Seit Jahren ein eingespieltes Tandem
Der Vater baut in kniffliger Feinarbeit die hölzernen Gebäudehüllen mit den Innenräumen, fertigt Türen und Fenster, Böden, Wände und Treppen, häufig auch Möbel. Die Tochter nimmt sich bis ins letzte Detail den filigranen Inneneinrichtungen an. Sie fertigt Efeublättchen, Tulpenblüten, Gemüse, Früchte und dergleichen aus Papier, Tonkarton, Fimo infiligranster Ausführung. Selbstverständlich können viele Kleinigkeiten und Figuren in dafür spezialisierten Läden gekauft werden – das hat allerdings seinen Preis. Ein Miniaturschrank kann 1800 Franken kosten.
«Nein, Unstimmigkeiten oder gar Krach während der Umsetzung eines Projektes gibt es nicht». Einzig die Farbwahl führe manchmal zu Diskussionen. Die Tochter liebt eher dezente Farben, für den Vater darf es schon mal kräftiger sein.
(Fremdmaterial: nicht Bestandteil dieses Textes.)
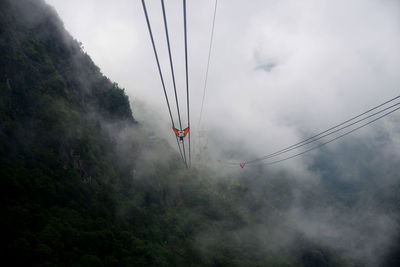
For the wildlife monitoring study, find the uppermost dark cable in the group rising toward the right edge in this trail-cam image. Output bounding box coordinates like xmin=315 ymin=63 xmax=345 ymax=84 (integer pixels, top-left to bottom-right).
xmin=245 ymin=96 xmax=400 ymax=164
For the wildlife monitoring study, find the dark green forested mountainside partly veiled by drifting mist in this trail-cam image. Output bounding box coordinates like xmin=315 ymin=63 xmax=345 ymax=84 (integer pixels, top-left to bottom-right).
xmin=0 ymin=0 xmax=400 ymax=266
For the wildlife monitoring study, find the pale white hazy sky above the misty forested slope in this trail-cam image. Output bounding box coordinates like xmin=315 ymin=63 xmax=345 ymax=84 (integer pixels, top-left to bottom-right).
xmin=46 ymin=0 xmax=400 ymax=168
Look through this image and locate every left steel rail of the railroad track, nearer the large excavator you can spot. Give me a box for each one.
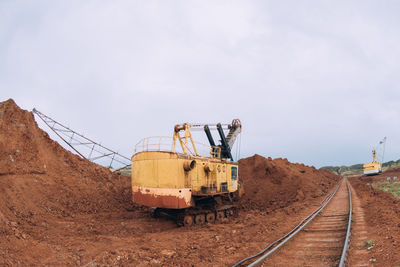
[233,179,343,267]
Das vorläufig letzte Projekt
Dieser Tage hat sich Martins Traum einer Miniatur-Apotheke erfüllt: Er baute die Rathausapotheke in Bern nach. Die antike Einrichtung übte seit langem eine grosse Faszination auf ihn aus. Nachdem ihm der Leiter der Apotheke bereitwillig kopierte Planunterlagen ausgehändigt hatte, machte sich Martin ans Werk. «Ein bisschen verdutzt hat der Mann mich schon angeschaut», so Martin, als er ihm erklärt habe, wofür er die Unterlagen möchte. Seit kurzem ergänzt die nachgebaute Apotheke die Ausstellung in Eva’s Miniaturenzimmer. In geschätzten zwölf Wochen ist dieses Werk entstanden. Die Frage, ob er die Wochen auch in Stunden quantifizieren könne, versetzt Martin ins Grübeln. «Nun», meint er, «ich bin zu Hause zuständig fürs Einkaufen und Kochen – die restliche Zeit habe ich investiert in den Nachbau der Apotheke». Es sei eh so, dass er alles um sich herum vergesse, inklusive seine Altersbresten, wenn er in seiner Werkstatt am Wirken sei, meint der Pensionierte. Und auch seine Frau geniesse die Ruhe, wenn er in der Werkstatt sei. Die Tochter ergänzt, sie erlebe ihren Vater beim Gestalten einer neuen Miniatur wie «versunken in einer andern Welt», er vergesse die Zeit, gehe völlig auf in seinem Tun.